Years ago, the holiday began to lose its luster for me, and in 2008, a cycle of release began that cut deeper and deeper year after year until I no longer belonged in my old world. I felt like a child, outside in the cold, looking through windows at warm holiday celebrations.
This year, however, something is different. Time has expanded and everything is present all at once. I sense the ghosts of Christmases past sitting with me once again, and yet I'm also strangely beyond them. Like Lester Burnham in the closing scene in American Beauty, I am floating in a zone above it all where I can see what was once my experience, all the joy and the sorrow of it, and know I am more than the sum of those parts. My perspective has been flipping from one viewpoint to the next with lightning speed and simultaneously expanding to encompass all of it. It is bittersweet and beautiful, and a bit overwhelming.
Like years prior, my body is once again releasing. It’s the gift that keeps on giving. The shifts have come this month, one upon another, with a stunning frequency and intensity, and I've spent many days rebalancing my body and breathing.
Like my body, the way I access my wisdom is also evolving. I can't always connect the way I used to. Instead my knowingness has been popping up in unexpected ways that I can’t control or sometimes even understand, and that has been disorienting.
Yet, about all these experiences I feel an odd neutrality. As uncomfortable as things get some days, I know none of it is that important. I recognize everything is falling apart and falling away for a reason. Since I can’t figure out what comes next, there is nothing to do but surrender. I recently let go in a way I never could have before, and upon doing so, immediately felt a wave of love wash over me.
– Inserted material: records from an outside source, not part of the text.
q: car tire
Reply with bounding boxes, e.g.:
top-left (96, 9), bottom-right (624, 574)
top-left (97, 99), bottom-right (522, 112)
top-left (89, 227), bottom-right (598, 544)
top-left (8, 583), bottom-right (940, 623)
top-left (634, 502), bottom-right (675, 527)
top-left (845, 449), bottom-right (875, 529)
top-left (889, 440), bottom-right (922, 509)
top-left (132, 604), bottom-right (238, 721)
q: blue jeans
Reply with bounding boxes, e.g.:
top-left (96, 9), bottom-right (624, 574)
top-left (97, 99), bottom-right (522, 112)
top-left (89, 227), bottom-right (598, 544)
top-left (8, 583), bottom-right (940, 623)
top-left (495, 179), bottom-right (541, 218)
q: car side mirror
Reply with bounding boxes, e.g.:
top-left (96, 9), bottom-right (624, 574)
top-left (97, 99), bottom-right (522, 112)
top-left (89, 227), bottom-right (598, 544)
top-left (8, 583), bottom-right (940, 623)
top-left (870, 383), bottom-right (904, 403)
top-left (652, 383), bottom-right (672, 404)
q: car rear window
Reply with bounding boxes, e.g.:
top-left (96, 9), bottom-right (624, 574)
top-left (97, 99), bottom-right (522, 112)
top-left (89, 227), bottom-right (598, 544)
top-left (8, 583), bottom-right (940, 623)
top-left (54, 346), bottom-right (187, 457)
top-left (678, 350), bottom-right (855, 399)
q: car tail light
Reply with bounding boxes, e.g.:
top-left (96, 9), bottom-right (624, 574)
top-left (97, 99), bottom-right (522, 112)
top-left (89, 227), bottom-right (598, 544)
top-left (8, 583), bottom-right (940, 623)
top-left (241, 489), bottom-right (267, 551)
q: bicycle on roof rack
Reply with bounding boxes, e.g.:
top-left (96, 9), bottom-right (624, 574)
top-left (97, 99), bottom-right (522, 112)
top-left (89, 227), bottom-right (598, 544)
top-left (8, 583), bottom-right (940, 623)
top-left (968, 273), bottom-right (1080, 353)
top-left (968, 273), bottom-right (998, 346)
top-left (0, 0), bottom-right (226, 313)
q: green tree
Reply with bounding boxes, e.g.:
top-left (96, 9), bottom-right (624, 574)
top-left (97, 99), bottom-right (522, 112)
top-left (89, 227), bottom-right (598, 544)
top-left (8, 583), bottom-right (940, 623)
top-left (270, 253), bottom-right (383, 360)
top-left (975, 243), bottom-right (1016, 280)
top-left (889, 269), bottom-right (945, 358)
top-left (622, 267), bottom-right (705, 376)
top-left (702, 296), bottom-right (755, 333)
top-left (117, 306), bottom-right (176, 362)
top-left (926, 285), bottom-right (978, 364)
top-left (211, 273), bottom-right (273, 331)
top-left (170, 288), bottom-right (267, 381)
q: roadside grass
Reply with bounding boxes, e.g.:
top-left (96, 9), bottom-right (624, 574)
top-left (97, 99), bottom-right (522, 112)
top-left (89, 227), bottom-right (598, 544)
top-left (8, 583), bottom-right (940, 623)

The solstice marks the return of the light. 2016 was a year of completion, a 9 in numerology. My knowingness tells me that 2017 marks the beginning of something very new and different for me, and perhaps for us all. We know something is different, and change is scary. A new level of responsibility is being asked of us, and we may not yet know just what that means.
What I do know is that no new thing emerges directly out of the old thing. There is always an emptying out, which often takes longer than we desire, and may go deeper than we expect. Only in the emptiness can the seeds that were planted within us, often without our knowing, sprout and take root. Allowing this to unfold naturally requires patience and willingness and tremendous trust.
Newness knows what it is about. It knows how to move into us and through us out into the world. It does not banish the darkness; it welcomes it. It has its own timing, and there is perfection in it. It gifts us our freedom, and we are not to micromanage this unveiling to protect ourselves. We couldn't if we tried. All we can do is welcome the gift and allow it to remake us.
Happy New Year, my friends. I mean this most literally.